Yes, it does all the tortured artist situational cliches you might expect: overbearing mother, fanatical and driving mentor/tutor, jealous colleagues, the artist as fragile being trapped between perfection and madness, though it also chucks in a fair bit of observational detail and, thankfully, some bravura camerawork and another of Clint Mansell's mesmerising scores.
The plot's wafer-thin. Natalie Portman is getting a bit long in the tooth as a company ballet dancer and is desperate for her big break which she gets by surprising choreographer Vincent Cassell. She's cast in the lead of Swan Lake, playing both White and Black swan roles. But Vince (in full Gallic shark mode) wants her to reveal her dark side so that she can embrace the blackness of her inner pond-paddler, so torments her. The movie's unclear as to how much of what Vince does is deliberate art-fuelled provocation , or whether he just wants to bang her. However, the combined pressures (crazy mommy, bitchy dancers, Mila Kunis's alter-ego new arrival with the ballet company) start to send Natalie over the edge.
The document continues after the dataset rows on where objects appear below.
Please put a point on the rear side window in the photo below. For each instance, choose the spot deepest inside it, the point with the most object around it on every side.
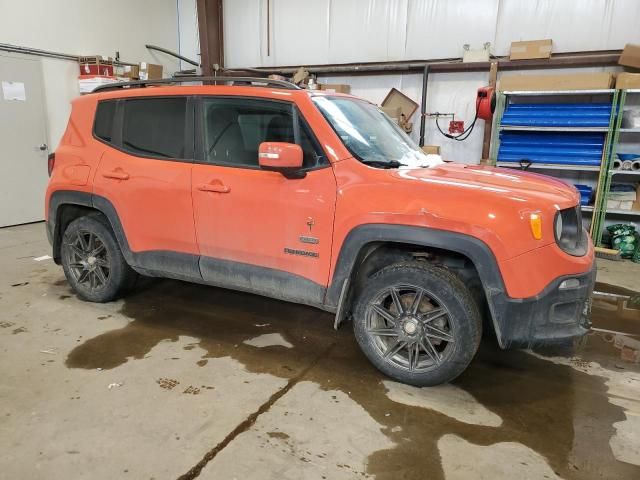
(155, 127)
(103, 125)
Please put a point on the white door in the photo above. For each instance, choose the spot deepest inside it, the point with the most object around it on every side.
(23, 140)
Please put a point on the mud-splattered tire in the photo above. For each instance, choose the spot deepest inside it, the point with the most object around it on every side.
(417, 323)
(92, 261)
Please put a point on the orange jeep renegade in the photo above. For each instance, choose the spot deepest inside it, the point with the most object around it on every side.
(319, 199)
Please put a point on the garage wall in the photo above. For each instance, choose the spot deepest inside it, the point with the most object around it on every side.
(87, 28)
(347, 31)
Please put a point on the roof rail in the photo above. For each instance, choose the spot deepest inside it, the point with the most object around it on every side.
(245, 81)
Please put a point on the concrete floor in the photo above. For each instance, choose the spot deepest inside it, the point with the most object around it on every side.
(185, 381)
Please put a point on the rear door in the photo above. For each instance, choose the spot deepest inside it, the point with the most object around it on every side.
(256, 229)
(145, 172)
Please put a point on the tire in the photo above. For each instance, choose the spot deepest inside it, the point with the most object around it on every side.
(443, 326)
(92, 261)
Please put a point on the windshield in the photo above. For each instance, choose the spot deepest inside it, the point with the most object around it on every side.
(370, 135)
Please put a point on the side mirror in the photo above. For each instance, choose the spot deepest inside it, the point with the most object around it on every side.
(282, 157)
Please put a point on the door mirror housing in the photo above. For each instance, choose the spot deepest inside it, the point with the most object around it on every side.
(282, 157)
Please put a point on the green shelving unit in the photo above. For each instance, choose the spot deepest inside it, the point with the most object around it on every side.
(600, 173)
(620, 137)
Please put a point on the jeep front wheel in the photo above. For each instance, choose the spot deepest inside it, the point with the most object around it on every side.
(417, 323)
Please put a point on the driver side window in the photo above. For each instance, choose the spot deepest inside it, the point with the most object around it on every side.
(234, 128)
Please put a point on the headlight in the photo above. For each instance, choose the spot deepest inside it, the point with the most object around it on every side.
(558, 226)
(568, 231)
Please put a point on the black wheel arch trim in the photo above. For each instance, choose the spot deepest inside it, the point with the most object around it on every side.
(177, 265)
(473, 248)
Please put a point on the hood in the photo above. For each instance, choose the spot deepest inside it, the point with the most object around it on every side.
(518, 186)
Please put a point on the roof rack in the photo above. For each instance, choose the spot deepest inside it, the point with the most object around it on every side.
(245, 81)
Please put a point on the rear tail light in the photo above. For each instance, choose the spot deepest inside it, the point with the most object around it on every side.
(51, 162)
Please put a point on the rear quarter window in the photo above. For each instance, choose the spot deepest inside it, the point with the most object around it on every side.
(103, 123)
(155, 127)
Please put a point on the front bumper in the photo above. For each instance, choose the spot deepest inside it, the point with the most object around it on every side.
(552, 316)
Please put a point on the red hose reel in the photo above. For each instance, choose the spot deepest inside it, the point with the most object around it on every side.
(486, 103)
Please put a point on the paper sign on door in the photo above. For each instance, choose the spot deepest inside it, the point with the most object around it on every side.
(13, 91)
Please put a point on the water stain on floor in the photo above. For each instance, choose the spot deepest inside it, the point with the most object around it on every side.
(558, 412)
(616, 308)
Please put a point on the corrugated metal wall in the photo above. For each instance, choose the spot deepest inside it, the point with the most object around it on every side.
(342, 31)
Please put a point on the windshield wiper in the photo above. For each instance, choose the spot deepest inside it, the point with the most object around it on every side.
(384, 163)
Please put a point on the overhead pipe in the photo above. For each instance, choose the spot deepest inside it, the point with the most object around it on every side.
(6, 47)
(423, 104)
(568, 60)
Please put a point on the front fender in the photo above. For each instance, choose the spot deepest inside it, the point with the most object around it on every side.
(474, 249)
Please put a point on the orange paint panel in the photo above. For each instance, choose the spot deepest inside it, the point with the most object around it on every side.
(152, 198)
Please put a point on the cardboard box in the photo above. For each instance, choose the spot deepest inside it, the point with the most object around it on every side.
(393, 112)
(132, 72)
(335, 88)
(628, 80)
(96, 65)
(87, 83)
(576, 81)
(149, 71)
(396, 99)
(530, 49)
(630, 56)
(431, 149)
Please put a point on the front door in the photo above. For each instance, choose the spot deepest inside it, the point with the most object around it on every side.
(145, 172)
(23, 140)
(258, 230)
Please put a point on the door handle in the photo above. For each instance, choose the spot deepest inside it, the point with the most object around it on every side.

Cue hallucinations, skin rashes, stabbings, drug escapades, blood, lesbionics, masturbation and many, many scenes of Portman blubbing.
It's not a
Rocky-style triumph over adversity movie (though there are elements of that in it). There's madness and some genuinely squirmy bits of body horror thrown in; this is the dance movie that David Cronenberg might once have made. If there's a comparator out there in cinema it's probably in the Brian De Palma / Dario Argento mould of dizzying camerawork, games with reflections, simultaneous fascination with the female form and an underlying misogyny, some clunky ideas on human sexuality, a bit of GCSE psychology and some neatly underplayed visual effects work.
The ending's telegraphed a mile off (there's no surprises how this one's going to go) but that's not the point. This is a movie interested in the journey rather than the destination. Some might find it all a bit distasteful (there's certainly an odd set of attitudes present), but it's not a safe movie, and more unsettling and creepy than 99% of the straight genre horror movies out there. Recommended.